Fetching structure files from the RCSB PDB#

Downloading structure files from the RCSB PDB is quite easy: We simply specify the PDB ID, the file format and the target directory for the fetch() function. The function returns the path to the downloaded file, so you can simply load the file via the biotite.structure.io subpackage (more on this in a later tutorial). We will download a protein structure of the miniprotein TC5b (PDB: 1L2Y) into a temporary directory.

from tempfile import gettempdir
from os.path import basename
import biotite.database.rcsb as rcsb

file_path = rcsb.fetch("1l2y", "pdb", gettempdir())
print(basename(file_path))

1l2y.pdb

In case we want to download multiple files, we are able to specify a list of PDB IDs, which in turn gives us a list of file paths.

# Download files in the more modern mmCIF format
file_paths = rcsb.fetch(["1l2y", "1aki"], "cif", gettempdir())
print([basename(file_path) for file_path in file_paths])

['1l2y.cif', '1aki.cif']

By default fetch() checks whether the file to be fetched already exists in the directory and downloads it, if it does not exist yet. If we want to download files regardless, set overwrite to true.

# Download file in the fast and small BinaryCIF format
file_path = rcsb.fetch("1l2y", "bcif", gettempdir(), overwrite=True)

If we omit the file path or set it to None, the downloaded data will be returned directly as a file-like object, without creating a file on the disk at all.

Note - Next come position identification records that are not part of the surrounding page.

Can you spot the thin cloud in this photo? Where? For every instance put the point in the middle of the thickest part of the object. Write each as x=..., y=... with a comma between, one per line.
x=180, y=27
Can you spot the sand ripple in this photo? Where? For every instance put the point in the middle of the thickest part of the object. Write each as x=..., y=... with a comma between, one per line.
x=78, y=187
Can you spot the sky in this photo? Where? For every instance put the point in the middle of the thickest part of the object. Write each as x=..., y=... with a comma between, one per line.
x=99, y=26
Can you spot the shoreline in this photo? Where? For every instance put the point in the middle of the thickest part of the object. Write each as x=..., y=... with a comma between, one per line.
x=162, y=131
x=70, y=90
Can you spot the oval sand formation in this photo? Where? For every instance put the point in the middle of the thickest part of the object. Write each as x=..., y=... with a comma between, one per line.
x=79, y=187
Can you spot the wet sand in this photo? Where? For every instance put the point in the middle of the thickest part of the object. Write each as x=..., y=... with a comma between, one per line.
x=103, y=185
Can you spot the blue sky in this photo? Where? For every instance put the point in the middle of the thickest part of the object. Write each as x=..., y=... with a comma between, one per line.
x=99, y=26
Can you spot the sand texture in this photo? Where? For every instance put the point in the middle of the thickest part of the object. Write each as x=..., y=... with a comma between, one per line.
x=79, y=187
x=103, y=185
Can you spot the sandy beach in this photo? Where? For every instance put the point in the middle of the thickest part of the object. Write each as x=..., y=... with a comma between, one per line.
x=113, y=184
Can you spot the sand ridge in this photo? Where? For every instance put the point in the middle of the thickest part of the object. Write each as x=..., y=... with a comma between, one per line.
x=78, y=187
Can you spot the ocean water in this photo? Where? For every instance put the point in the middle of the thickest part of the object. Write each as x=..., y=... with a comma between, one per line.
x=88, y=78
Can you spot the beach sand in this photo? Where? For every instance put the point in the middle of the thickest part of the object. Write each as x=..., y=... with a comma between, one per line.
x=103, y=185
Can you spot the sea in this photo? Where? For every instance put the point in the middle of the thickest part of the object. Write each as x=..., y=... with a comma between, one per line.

file = rcsb.fetch("1l2y", "pdb")
lines = file.readlines()
print("".join(lines[:10] + ["..."]))

HEADER    DE NOVO PROTEIN                         25-FEB-02   1L2Y              
TITLE     NMR STRUCTURE OF TRP-CAGE MINIPROTEIN CONSTRUCT TC5B                  
COMPND    MOL_ID: 1;                                                            
COMPND   2 MOLECULE: TC5B;                                                      
COMPND   3 CHAIN: A;                                                            
COMPND   4 ENGINEERED: YES                                                      
SOURCE    MOL_ID: 1;                                                            
SOURCE   2 SYNTHETIC: YES;                                                      
SOURCE   3 OTHER_DETAILS: THE PROTEIN WAS SYNTHESIZED USING STANDARD FMOC       
SOURCE   4 SOLID-PHASE SYNTHESIS METHODS ON AN APPLIED BIOSYSTEMS 433A PEPTIDE  
...

Searching for entries#

As mentioned in the previous chapter, in many cases one is not interested in a specific structure, but in a set of structures that fits some desired criteria. And also similar to the other biotite.database subpackages, PDB IDs matching those criteria can be searched for by defining a Query and passing it to search(). For this purpose the RCSB search API can be used. Likewise, count() is used to request the number of matching PDB IDs, which is faster and more database-friendly than measuring the length of the list returned by a search() call.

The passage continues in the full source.